FIDO Alliance publishes new spec to let users move passkeys across providers

In one of the things that I do in my job, I run the auth system for a fintech, and passkeys are an incredible step forward for the typical user. Being able to migrate your passkeys between providers is a great step forward, I'm glad this is being implemented.

Lots of complaints about passkeys and "big tech paternalism" in the comments here, and frankly I don't think ya'll deal with the middle of the bell curve user base that much.

I've got users who, by literally no fault of their own, are being social engineered into reading back their SMS OTP codes to fake tech support.
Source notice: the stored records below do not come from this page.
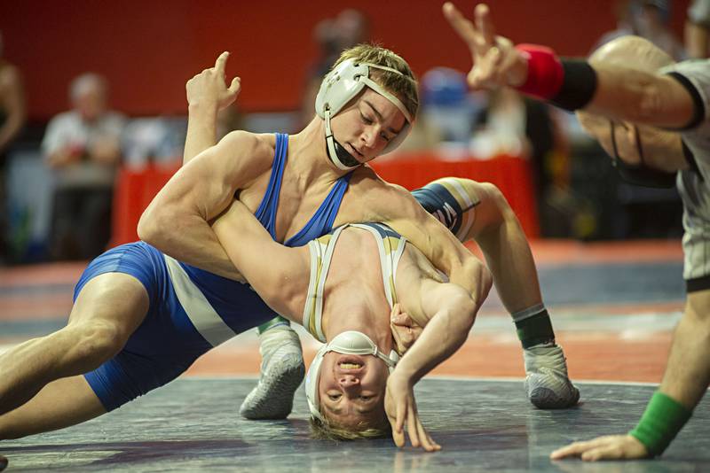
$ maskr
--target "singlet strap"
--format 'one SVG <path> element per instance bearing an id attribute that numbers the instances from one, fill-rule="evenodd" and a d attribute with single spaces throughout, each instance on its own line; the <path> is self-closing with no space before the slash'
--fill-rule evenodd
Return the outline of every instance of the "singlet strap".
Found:
<path id="1" fill-rule="evenodd" d="M 276 134 L 276 151 L 273 155 L 273 164 L 272 165 L 272 174 L 269 178 L 269 185 L 266 192 L 259 204 L 259 207 L 254 213 L 256 220 L 264 226 L 272 238 L 276 239 L 276 211 L 279 208 L 279 195 L 281 191 L 281 180 L 283 178 L 283 169 L 286 167 L 286 159 L 288 155 L 288 135 L 285 133 Z"/>

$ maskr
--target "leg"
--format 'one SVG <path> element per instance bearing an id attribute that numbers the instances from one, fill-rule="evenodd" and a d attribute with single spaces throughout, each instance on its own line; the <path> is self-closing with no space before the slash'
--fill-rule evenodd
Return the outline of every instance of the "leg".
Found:
<path id="1" fill-rule="evenodd" d="M 710 290 L 705 290 L 688 295 L 685 313 L 673 336 L 660 391 L 692 409 L 700 402 L 708 385 Z"/>
<path id="2" fill-rule="evenodd" d="M 523 343 L 531 402 L 540 408 L 577 404 L 580 393 L 567 377 L 562 348 L 555 344 L 530 245 L 505 197 L 493 184 L 454 177 L 437 180 L 413 194 L 460 240 L 473 239 L 481 247 Z"/>
<path id="3" fill-rule="evenodd" d="M 79 293 L 67 327 L 3 353 L 0 438 L 67 427 L 102 414 L 81 375 L 115 355 L 147 309 L 147 292 L 133 276 L 100 275 Z M 65 387 L 76 396 L 59 395 Z M 65 403 L 57 401 L 62 399 Z"/>
<path id="4" fill-rule="evenodd" d="M 305 374 L 298 334 L 290 322 L 277 317 L 258 328 L 261 376 L 239 412 L 247 419 L 285 419 Z"/>

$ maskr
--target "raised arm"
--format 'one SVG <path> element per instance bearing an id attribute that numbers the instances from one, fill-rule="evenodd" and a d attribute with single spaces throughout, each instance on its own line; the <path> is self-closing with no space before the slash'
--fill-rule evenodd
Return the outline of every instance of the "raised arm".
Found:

State of the art in industry is basically trying to understand every action that is happening on a device (via mobile phone network providers, location, their actions across multiple other sites, etc. etc. through vendors providing this type of intelligence... by vacuuming up all your data) to understand if fraud is happening by seeing if you can even trust the device that is getting the SMS. Every time we make a step forward in privacy, this gets harder and harder (fingerprinting devices is basically pointless now, so how do I tell if this should be a trusted device or not) so there is a driving force against improving user privacy coming from these vendors.
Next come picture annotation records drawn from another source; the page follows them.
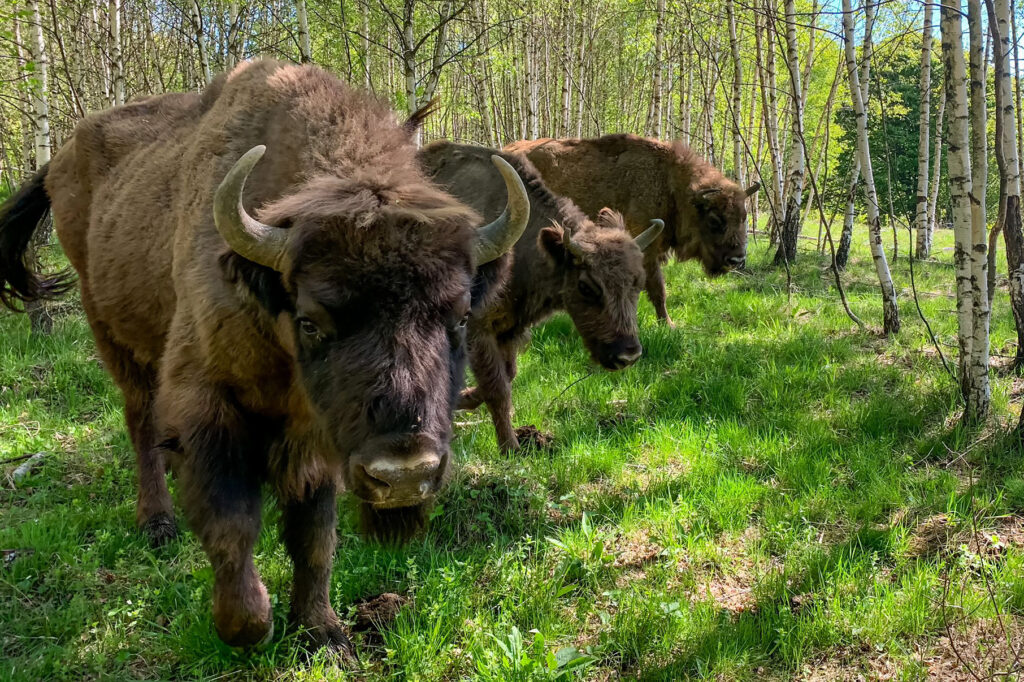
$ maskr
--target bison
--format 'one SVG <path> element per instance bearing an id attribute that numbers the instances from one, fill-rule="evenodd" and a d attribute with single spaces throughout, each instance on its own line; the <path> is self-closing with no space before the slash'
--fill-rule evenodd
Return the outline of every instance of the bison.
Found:
<path id="1" fill-rule="evenodd" d="M 253 562 L 266 484 L 294 564 L 291 621 L 349 650 L 329 598 L 336 494 L 393 539 L 443 484 L 464 328 L 507 276 L 500 256 L 528 211 L 501 172 L 508 207 L 478 231 L 384 103 L 313 67 L 255 61 L 202 95 L 86 118 L 0 209 L 8 305 L 67 284 L 25 263 L 52 209 L 124 393 L 138 522 L 156 541 L 174 532 L 169 462 L 225 643 L 272 636 Z"/>
<path id="2" fill-rule="evenodd" d="M 636 135 L 594 139 L 520 140 L 505 147 L 525 155 L 553 191 L 592 216 L 605 206 L 621 211 L 630 232 L 651 218 L 668 228 L 644 256 L 645 289 L 659 319 L 670 326 L 662 263 L 696 258 L 715 276 L 746 259 L 746 199 L 742 189 L 688 146 Z"/>
<path id="3" fill-rule="evenodd" d="M 503 189 L 490 166 L 493 151 L 434 142 L 420 152 L 433 179 L 484 216 L 495 213 Z M 463 391 L 461 409 L 486 402 L 503 452 L 518 449 L 512 427 L 516 354 L 529 329 L 567 310 L 594 360 L 608 370 L 629 367 L 643 347 L 637 338 L 637 300 L 643 286 L 642 251 L 657 239 L 659 220 L 635 240 L 622 216 L 602 211 L 589 220 L 567 199 L 556 197 L 522 156 L 503 154 L 526 181 L 529 222 L 513 250 L 512 276 L 501 295 L 469 318 L 469 366 L 476 387 Z"/>

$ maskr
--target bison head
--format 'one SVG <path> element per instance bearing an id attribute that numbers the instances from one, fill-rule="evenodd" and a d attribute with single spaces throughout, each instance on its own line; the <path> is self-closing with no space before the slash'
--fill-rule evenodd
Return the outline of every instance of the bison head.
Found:
<path id="1" fill-rule="evenodd" d="M 724 177 L 716 184 L 691 188 L 691 205 L 680 208 L 689 229 L 678 230 L 680 260 L 696 258 L 705 272 L 717 276 L 746 261 L 746 199 L 760 187 L 743 189 Z"/>
<path id="2" fill-rule="evenodd" d="M 630 237 L 623 216 L 603 209 L 596 223 L 575 232 L 562 225 L 538 236 L 542 250 L 562 270 L 560 292 L 591 357 L 608 370 L 633 365 L 643 352 L 637 338 L 637 300 L 644 284 L 642 251 L 657 239 L 665 223 Z"/>
<path id="3" fill-rule="evenodd" d="M 242 196 L 262 153 L 218 188 L 217 230 L 248 263 L 240 279 L 290 356 L 296 410 L 341 459 L 367 529 L 404 537 L 447 476 L 464 328 L 508 269 L 500 256 L 525 227 L 525 189 L 498 159 L 508 206 L 477 230 L 475 213 L 404 169 L 386 182 L 321 176 L 257 220 Z"/>

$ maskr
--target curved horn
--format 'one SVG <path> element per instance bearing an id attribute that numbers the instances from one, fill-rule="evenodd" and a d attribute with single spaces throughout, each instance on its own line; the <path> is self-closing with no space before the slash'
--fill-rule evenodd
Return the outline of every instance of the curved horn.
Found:
<path id="1" fill-rule="evenodd" d="M 647 247 L 654 243 L 662 230 L 665 229 L 665 221 L 660 218 L 652 218 L 650 221 L 650 227 L 643 230 L 636 236 L 633 241 L 636 245 L 640 247 L 641 251 L 644 251 Z"/>
<path id="2" fill-rule="evenodd" d="M 498 219 L 477 230 L 476 246 L 473 249 L 477 265 L 489 263 L 511 249 L 522 237 L 529 221 L 529 197 L 526 196 L 526 187 L 523 186 L 519 173 L 497 154 L 490 157 L 490 162 L 502 174 L 509 198 Z"/>
<path id="3" fill-rule="evenodd" d="M 266 146 L 257 144 L 234 162 L 213 196 L 213 221 L 217 231 L 237 254 L 273 268 L 279 272 L 285 265 L 285 242 L 288 230 L 262 222 L 246 213 L 242 191 L 253 166 L 262 158 Z"/>

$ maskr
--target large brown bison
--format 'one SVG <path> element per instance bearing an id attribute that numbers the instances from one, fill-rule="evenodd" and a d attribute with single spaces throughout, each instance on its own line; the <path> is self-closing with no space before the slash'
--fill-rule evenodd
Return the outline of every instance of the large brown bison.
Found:
<path id="1" fill-rule="evenodd" d="M 252 555 L 267 484 L 292 621 L 349 647 L 328 594 L 336 492 L 358 498 L 368 531 L 396 538 L 445 480 L 463 328 L 507 276 L 499 256 L 528 211 L 503 170 L 509 208 L 478 232 L 386 105 L 318 69 L 256 61 L 202 95 L 88 117 L 0 209 L 13 304 L 60 284 L 24 262 L 52 207 L 125 396 L 138 521 L 158 541 L 174 531 L 166 459 L 213 564 L 224 642 L 272 634 Z"/>
<path id="2" fill-rule="evenodd" d="M 433 179 L 485 217 L 504 189 L 490 165 L 494 152 L 470 144 L 434 142 L 420 152 Z M 519 441 L 512 427 L 512 380 L 516 355 L 529 329 L 557 310 L 572 318 L 591 356 L 609 370 L 629 367 L 643 347 L 637 338 L 637 300 L 643 286 L 643 249 L 664 223 L 655 221 L 635 240 L 622 216 L 602 211 L 588 219 L 567 199 L 554 196 L 522 156 L 504 154 L 526 181 L 529 223 L 513 250 L 512 278 L 502 294 L 469 319 L 469 366 L 476 387 L 463 391 L 459 407 L 486 402 L 503 452 Z"/>
<path id="3" fill-rule="evenodd" d="M 672 324 L 662 263 L 696 258 L 709 275 L 741 267 L 746 259 L 746 199 L 743 189 L 681 143 L 636 135 L 594 139 L 520 140 L 507 152 L 524 154 L 553 191 L 591 216 L 609 207 L 622 212 L 639 235 L 652 218 L 667 228 L 644 257 L 645 289 L 659 319 Z"/>

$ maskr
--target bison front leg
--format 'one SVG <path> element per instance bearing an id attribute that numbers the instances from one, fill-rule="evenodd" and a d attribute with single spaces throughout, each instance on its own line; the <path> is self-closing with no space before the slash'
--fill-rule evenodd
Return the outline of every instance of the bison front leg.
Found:
<path id="1" fill-rule="evenodd" d="M 314 646 L 330 646 L 347 657 L 352 644 L 330 597 L 336 497 L 334 483 L 324 483 L 303 500 L 284 501 L 282 535 L 294 565 L 289 620 L 304 629 Z"/>
<path id="2" fill-rule="evenodd" d="M 644 259 L 644 270 L 647 274 L 645 290 L 647 291 L 647 298 L 650 299 L 651 304 L 654 306 L 654 313 L 658 319 L 669 327 L 674 328 L 676 325 L 672 322 L 672 317 L 669 316 L 669 308 L 666 305 L 668 292 L 665 289 L 665 275 L 662 274 L 660 263 L 657 262 L 656 258 L 646 258 Z"/>
<path id="3" fill-rule="evenodd" d="M 213 622 L 229 646 L 263 644 L 273 613 L 253 562 L 262 514 L 261 475 L 222 427 L 194 431 L 176 467 L 182 507 L 213 566 Z"/>
<path id="4" fill-rule="evenodd" d="M 519 450 L 519 439 L 512 427 L 512 377 L 509 376 L 510 370 L 514 376 L 515 359 L 510 366 L 507 354 L 508 349 L 492 334 L 474 336 L 470 342 L 469 366 L 476 377 L 477 395 L 487 404 L 498 447 L 503 453 Z"/>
Passkeys are the first positive step in auth I've seen in a decade that the average user will pickup and use, it helps them login and helps them not try to set a weak password they shared with multiple sites, and they can't read it back to a scammer who is fake tech support.

Would I like passkeys to be more like ssh keys? um, maybe but I don't care about it one bit in practice. I use passkeys for everything I can and I've never once seen friction. The average user does not want to deal with backing up their passkeys or even thinking about them, heck most of them don't. If anyone in the comments doesn't like the implementation of webauthn, suggest changes to the spec and do the work to get it implemented instead of complaining about it in the comments.
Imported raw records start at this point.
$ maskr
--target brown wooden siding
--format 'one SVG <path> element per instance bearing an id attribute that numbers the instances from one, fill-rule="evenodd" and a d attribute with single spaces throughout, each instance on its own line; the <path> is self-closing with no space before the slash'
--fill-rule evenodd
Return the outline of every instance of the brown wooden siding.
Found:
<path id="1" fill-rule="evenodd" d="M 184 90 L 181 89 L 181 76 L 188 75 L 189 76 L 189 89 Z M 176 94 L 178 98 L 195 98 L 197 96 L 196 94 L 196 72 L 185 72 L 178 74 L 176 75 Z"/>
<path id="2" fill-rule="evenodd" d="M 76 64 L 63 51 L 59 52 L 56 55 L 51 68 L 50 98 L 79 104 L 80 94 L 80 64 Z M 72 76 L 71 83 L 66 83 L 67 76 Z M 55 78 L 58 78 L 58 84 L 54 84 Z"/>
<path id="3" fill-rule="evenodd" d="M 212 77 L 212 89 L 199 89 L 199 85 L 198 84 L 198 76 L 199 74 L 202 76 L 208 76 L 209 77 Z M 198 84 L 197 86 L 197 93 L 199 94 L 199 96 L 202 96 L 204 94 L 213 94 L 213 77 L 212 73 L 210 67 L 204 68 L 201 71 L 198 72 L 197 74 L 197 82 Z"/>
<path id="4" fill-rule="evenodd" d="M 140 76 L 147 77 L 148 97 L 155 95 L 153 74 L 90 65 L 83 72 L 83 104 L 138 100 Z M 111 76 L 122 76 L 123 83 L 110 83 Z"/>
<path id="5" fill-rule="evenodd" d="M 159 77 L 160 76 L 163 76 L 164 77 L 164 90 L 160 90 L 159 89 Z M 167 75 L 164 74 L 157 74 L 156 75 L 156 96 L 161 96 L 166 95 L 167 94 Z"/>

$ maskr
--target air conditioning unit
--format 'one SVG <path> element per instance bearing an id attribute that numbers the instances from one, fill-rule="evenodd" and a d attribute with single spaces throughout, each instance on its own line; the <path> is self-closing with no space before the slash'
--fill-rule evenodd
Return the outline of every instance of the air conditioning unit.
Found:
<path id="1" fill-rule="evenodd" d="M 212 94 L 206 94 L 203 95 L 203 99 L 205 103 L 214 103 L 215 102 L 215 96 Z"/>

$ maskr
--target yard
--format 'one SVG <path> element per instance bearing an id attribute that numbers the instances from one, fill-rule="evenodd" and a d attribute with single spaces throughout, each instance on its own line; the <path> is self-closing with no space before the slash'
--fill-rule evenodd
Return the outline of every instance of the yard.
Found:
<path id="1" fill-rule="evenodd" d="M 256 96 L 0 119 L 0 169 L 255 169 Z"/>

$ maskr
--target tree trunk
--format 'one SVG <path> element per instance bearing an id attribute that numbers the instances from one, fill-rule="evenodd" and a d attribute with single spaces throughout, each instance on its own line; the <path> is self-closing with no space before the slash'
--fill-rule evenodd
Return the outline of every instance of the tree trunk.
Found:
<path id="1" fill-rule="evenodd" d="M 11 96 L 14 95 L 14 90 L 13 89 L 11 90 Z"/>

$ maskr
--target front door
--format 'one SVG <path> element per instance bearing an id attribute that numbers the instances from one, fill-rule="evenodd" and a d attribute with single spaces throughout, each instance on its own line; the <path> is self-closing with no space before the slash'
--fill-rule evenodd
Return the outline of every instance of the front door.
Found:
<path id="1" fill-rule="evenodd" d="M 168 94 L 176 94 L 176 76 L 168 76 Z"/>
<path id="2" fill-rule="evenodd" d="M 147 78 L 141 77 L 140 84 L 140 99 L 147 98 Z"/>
> If anyone in the comments doesn't like the implementation of webauthn, suggest changes to the spec

Simple: clients meant for consumers SHALL NOT provide any attestation information. Those fields are intended to be used only by managed devices.

People can be free to use a device that has guard rails for them. The issue is when e.g. my bank forces me to prove I am using a malware device, which is pretty much everything from "big tech". Normies will stay on the normal path anyway and will be using one of those devices, so there shouldn't be a need to block the people who are using something weird, because by definition they are not the average user.

Where are you still seeing attestation?

Both Apple and (I believe) Google threw theirs out when they moved to synchronizing passkeys, and they’re both widely supported by relying parties.

Other than that, I think it’s fair for e-signature etc. services to be able to require a physical, non-synchronizing credential like a Yubikey. With such a service, it’s not just your (as the key owner), but also others’ security on the line when breaches happen.

That's good to hear. I don't see passkeys anywhere right now because browsers don't have software implementations and my computer isn't capable of a hardware one, which incidentally is part of why I'm not a fan of forcing it on people.